Dan North: It definitely made it different from TDD, but not necessarily better. It opened this style of example-guided design to a new audience, and made it easier for me personally to explain and teach this style of working. I wrote an article called BDD is like TDD if... which describes what I think are the essential differences. The comments are interesting - there are a number of well-known agile folk joining in the conversation.
How do BDD and Agile Scrum work together? How do these paradigms position themselves?
Dan North: Scrum is essentially a work management method for software delivery. It doesn't much care how the work gets done so long as the team delivers at the end of the sprint. Scrum's ceremonies are designed to track work, remove obstacles, showcase progress, so BDD can be a great fit for actually getting the work done.
The team can use backlog grooming as an opportunity to articulate acceptance criteria and scenarios for each feature. Within a sprint the team can use these scenarios, and lower-level examples, to guide the design of the application and to ensure it meets the acceptance criteria.
Current pandemic times made everyone move online. What is your personal technical opinion regarding new opportunities but also limitations?
Dan North: One phrase that resonates with me is "suddenly distributed". Most people didn't choose to start working at home, they had it forced upon them. They didn't have time to prepare for it; many don't have suitable equipment, connectivity, or a distraction-free working environment; they are juggling home and work concerns at the same time. It is a lot to ask!
Once it is safe for people to return to work, I think we will see a mix of home and office working rather than either/or. Some people like to be around others, some prefer their own company, for some it depends on what they are doing. Our industry is famously neurodiverse, so it doesn't make sense to talk about how "typical people" work. We all need to take care of our emotional and mental wellbeing - and each others' - and think about how best to collaborate whilst respecting boundaries of privacy and non-work time.

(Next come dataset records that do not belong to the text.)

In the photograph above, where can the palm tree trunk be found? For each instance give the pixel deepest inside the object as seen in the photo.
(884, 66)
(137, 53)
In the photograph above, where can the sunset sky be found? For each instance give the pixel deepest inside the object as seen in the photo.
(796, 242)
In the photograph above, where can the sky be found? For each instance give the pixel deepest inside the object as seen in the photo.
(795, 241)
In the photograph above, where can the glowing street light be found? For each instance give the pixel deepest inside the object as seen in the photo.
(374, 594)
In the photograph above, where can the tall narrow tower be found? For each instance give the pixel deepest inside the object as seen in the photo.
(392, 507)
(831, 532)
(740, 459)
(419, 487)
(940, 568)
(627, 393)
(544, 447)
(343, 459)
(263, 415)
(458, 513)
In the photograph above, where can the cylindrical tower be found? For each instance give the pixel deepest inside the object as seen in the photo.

I'm impressed with how well some of the distributed collaboration product companies have stepped up. Video conferencing apps like Zoom and MS Teams, distributed whiteboards like Miro and Mural, have all seen huge surges in popularity. Zoom famously was a security nightmare earlier in the year, MS Teams didn't work for large groups, etc. Of course they still all have some way to go, but you can see the level of investment and the impact it is having. Remote working will never replace in-person collaboration, but it is a great complement in a lot of cases, and the up-sides of not having to commute, being available for your family, etc. are significant.
What's next after BDD?
Dan North: BDD is a way for an individual team to deliver software successfully. For the last few years I've been looking at how groups of teams deliver a programme of work, or how to structure a whole organization around effectively and sustainably delivering value to customers. BDD is still an important method for collaboration at the team level, so the next question is how to keep that agility and collaboration as you scale to hundreds or even thousands of people across a whole organization. My recent work has been looking at guiding digital product companies towards "autonomy with alignment", through a combination of organization design, leadership, modern product management, lean delivery methods, and agile engineering practices. It is an exciting adventure!